I can also confirm that I'm having this issue (and when I look, back, I think that I've always had it for the last few years). It appears both when using TBSync, but also when syncing the calendars directly without extensions. It might be related to #267 that I opened some time ago. Like the others have said, every write to etesync-dav takes about 10 secs, so the thunderbird UI blocks (e.g. if you dismiss a reminder, if you create or move an event, if you accept a calendar invitation, it's kind of a usability killer). Here's an example log line from me dismissing a reminder:

[2022-07-25 14:51:18 +0300] [87523/Thread-1412] [INFO] REPORT response status for '/XXX/' with depth '1' in 9.119 seconds: 207 Multi-Status. I also noticed that the etesync-dav process uses ~100% of the CPU while it's processing such a request (and I've got modern hardware).

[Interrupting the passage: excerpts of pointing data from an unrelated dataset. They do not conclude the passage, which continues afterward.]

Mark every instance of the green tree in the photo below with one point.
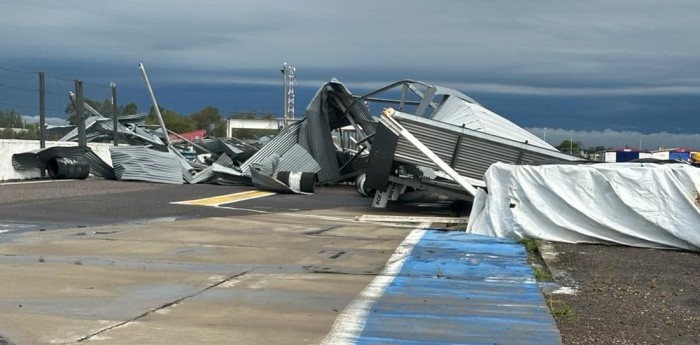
(208, 119)
(11, 119)
(127, 109)
(251, 133)
(173, 121)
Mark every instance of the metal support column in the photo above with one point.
(114, 113)
(82, 137)
(42, 111)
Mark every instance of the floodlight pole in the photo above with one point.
(114, 113)
(155, 105)
(284, 94)
(42, 112)
(82, 136)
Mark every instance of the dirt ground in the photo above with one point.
(626, 295)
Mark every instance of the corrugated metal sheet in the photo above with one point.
(459, 288)
(296, 159)
(143, 164)
(473, 116)
(476, 150)
(279, 145)
(37, 159)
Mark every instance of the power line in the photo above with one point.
(17, 88)
(18, 106)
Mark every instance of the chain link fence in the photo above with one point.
(21, 95)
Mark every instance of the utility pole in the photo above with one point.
(288, 82)
(545, 135)
(114, 113)
(42, 112)
(82, 136)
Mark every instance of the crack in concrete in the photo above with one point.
(166, 305)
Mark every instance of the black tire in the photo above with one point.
(68, 168)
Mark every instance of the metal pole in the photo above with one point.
(114, 113)
(284, 95)
(82, 138)
(155, 105)
(42, 111)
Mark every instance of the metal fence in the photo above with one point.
(35, 95)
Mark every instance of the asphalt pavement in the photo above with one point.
(128, 263)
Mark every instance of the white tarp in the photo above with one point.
(642, 205)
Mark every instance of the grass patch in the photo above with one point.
(534, 258)
(560, 309)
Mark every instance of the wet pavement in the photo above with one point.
(275, 270)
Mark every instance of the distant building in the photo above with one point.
(674, 154)
(625, 154)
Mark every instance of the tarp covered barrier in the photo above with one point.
(641, 205)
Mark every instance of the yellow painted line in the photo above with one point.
(225, 199)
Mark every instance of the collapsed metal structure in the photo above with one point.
(428, 138)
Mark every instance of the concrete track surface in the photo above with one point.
(273, 270)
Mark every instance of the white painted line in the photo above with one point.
(226, 199)
(349, 324)
(37, 181)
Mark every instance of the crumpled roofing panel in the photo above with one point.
(139, 163)
(37, 159)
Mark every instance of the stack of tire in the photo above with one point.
(68, 168)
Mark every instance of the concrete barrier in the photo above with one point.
(8, 147)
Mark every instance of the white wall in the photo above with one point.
(8, 147)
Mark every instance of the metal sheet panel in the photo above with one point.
(279, 145)
(458, 288)
(476, 150)
(143, 164)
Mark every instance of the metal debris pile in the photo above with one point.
(431, 139)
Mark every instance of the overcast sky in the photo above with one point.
(625, 66)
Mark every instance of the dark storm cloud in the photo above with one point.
(579, 65)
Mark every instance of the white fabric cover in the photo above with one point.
(641, 205)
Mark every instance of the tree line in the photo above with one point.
(208, 118)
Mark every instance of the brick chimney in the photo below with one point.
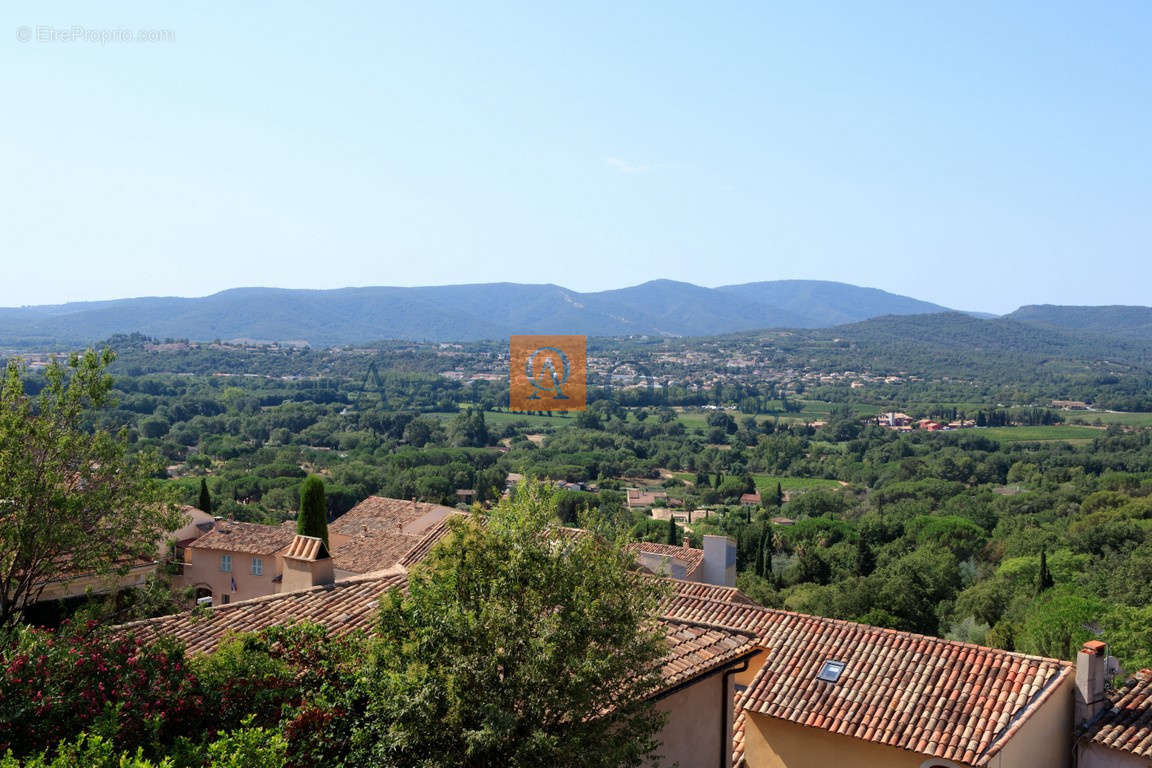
(1092, 671)
(307, 564)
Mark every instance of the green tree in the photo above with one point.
(69, 494)
(313, 509)
(515, 645)
(205, 501)
(1044, 580)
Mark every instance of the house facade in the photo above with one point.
(236, 561)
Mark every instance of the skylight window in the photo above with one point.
(831, 671)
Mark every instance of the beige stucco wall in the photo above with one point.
(753, 666)
(662, 564)
(1093, 755)
(1043, 742)
(202, 568)
(691, 736)
(1046, 737)
(97, 584)
(773, 743)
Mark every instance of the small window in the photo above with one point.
(831, 671)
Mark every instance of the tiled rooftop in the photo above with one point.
(696, 648)
(351, 605)
(376, 550)
(430, 539)
(342, 607)
(309, 548)
(249, 538)
(690, 559)
(1128, 725)
(380, 514)
(945, 699)
(682, 588)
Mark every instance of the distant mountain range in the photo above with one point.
(1135, 321)
(350, 316)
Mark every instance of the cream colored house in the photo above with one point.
(827, 692)
(698, 667)
(130, 571)
(236, 561)
(1116, 725)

Similarly to @Peter4487, etesync-dav --version returns 0.31.2 but radicale 3.0.3 . I'm using the mac binary.

Peter4487 commented 1 year ago

@tasn Is it possible to get some clarity on whether there is or will be work on this issue? I really appreciate your time spent on the project and know you have a lot to do in life, so no hard feelings either way. I would appreciate some clarity, though, because it's getting to be time to look for a new solution.

tasn commented 1 year ago

@Peter4487, I honestly don't know. I can potentially try towards the end of next week, but hard to commit. :(

tasn commented 1 year ago

Sorry, clicked send too soon: the main problem is, that it's an issue with Thunderbird, not with EteSync. Well, EteSync could do better, but Thunderbird definitely shouldn't be blocking the UI on this. Even if EteSync makes everything super fast, there's still the limit of the speed of light which means a hang of X seconds will happen anyway depending on how far you are from the server.

I really wish Thunderbird would just fix the thing. :(

Peter4487 commented 1 year ago

@tasn could you point us to the blocking Thunderbird issue?

BlueDrink9 commented 1 year ago

I thought that the current tb model was supposed to sync everything local-only, and etesync-dav would then have eventual consistency with the etesync main server. Is that process not quite so transparent to thunderbird?